Ellie_at_APP profile image
Ellie_at_APPPartner

Hi Jododo

I hope that you are doing OK? I know that things have been hard recently. I'm sorry that your 7 year old is struggling.

I wanted to reply to give you a link to this book list on Amazon that you may find helpful. The person who made it is a volunteer with APP, and has been involved for a long time. She made this list for her daughters, I hope you'll find some good books in there that might help you with your son: amazon.co.uk/registry/wishl...

It must be hard to see your son suffer, but it really isn't your fault - it's not your fault you have been ill. You are being an amazing mum, seeking out support for your son, even when you have been struggling yourself. Sorry to hear he has been discharged from Camhs, I know that those services are all really stretched even when so many children really need support.

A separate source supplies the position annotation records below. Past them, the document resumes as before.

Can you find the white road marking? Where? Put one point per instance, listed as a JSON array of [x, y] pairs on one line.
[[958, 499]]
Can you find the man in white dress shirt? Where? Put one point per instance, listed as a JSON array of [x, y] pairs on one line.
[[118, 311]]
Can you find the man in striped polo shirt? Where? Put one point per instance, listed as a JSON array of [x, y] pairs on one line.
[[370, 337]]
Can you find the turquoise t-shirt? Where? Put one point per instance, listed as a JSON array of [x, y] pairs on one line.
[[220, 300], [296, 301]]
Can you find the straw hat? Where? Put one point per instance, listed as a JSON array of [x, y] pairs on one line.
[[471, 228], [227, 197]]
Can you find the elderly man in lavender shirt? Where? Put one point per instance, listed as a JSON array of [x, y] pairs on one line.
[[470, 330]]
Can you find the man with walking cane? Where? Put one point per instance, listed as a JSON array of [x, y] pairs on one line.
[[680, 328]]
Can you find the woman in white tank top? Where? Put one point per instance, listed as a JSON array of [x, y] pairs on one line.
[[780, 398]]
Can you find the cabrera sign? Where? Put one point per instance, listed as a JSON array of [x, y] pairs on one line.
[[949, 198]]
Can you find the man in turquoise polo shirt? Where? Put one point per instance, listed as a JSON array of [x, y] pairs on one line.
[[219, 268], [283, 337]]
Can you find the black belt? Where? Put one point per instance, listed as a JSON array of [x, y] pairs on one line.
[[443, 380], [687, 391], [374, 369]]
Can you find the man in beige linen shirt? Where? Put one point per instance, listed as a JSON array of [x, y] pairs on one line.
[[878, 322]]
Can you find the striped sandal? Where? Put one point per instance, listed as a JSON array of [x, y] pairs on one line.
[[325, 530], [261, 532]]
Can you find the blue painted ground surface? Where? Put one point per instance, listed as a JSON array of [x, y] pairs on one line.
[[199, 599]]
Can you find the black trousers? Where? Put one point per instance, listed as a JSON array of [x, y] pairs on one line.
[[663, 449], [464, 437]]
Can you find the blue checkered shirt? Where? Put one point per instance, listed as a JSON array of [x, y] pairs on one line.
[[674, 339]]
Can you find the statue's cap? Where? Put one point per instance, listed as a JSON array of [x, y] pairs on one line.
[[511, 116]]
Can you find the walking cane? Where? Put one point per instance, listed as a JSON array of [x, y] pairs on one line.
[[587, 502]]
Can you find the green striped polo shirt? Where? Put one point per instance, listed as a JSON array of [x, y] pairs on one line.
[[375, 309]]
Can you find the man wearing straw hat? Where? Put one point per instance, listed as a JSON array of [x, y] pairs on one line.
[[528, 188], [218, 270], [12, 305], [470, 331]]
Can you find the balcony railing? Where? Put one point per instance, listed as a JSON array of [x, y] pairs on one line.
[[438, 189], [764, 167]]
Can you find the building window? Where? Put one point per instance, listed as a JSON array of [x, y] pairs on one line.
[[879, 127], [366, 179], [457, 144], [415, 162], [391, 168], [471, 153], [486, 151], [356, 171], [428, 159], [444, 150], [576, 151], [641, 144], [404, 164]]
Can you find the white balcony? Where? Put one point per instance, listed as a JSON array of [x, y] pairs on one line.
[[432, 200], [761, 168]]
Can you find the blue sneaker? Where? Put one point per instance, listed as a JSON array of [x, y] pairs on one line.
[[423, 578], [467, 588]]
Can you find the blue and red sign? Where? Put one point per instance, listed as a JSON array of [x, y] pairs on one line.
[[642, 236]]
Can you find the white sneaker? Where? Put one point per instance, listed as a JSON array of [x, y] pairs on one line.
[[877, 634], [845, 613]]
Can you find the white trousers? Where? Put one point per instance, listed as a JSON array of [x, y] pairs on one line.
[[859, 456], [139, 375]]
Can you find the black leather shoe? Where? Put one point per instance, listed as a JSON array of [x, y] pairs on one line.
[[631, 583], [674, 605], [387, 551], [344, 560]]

I wanted to share a bit from the other side too as my mum had several psychotic episodes in my childhood, and some that I witnessed. Do just take or leave anything I say, I just thought it may help you to share some of my experience. Yes, of course it left a scar but it has also given me so much - an absolute admiration for my parents relationship - their love and commitment to each other through thick and thin (and things were really difficult at times); they showed me what marriage and commitment really was. They are an inspiration for me.

It also brought me and my sister close together, which is special. Also the community of friends they had a round them (and it sounds like you have friends too) were so important for me as a child too, they taught me the value of community, and solidarity through difficult times and it's something I've sought and valued in my life.

And of course when I became ill with PP, it was amazing to have my parents there, not freaking out because my mum had been through similar (though she hadn't had PP). They were so amazingly supportive and understanding, because of what they had both been through and helped me to accept and be open about everything that had happened. I guess what I'm trying to say is that I really believe that even the most hardest and difficult things in our lives can bring positive things and be transformed. And that you may be an inspiration or help to your son in ways you never imagined you would be.

Anyway, sorry for the waffle, do just take or leave anything I've written! I hope at least some of it may be helpful.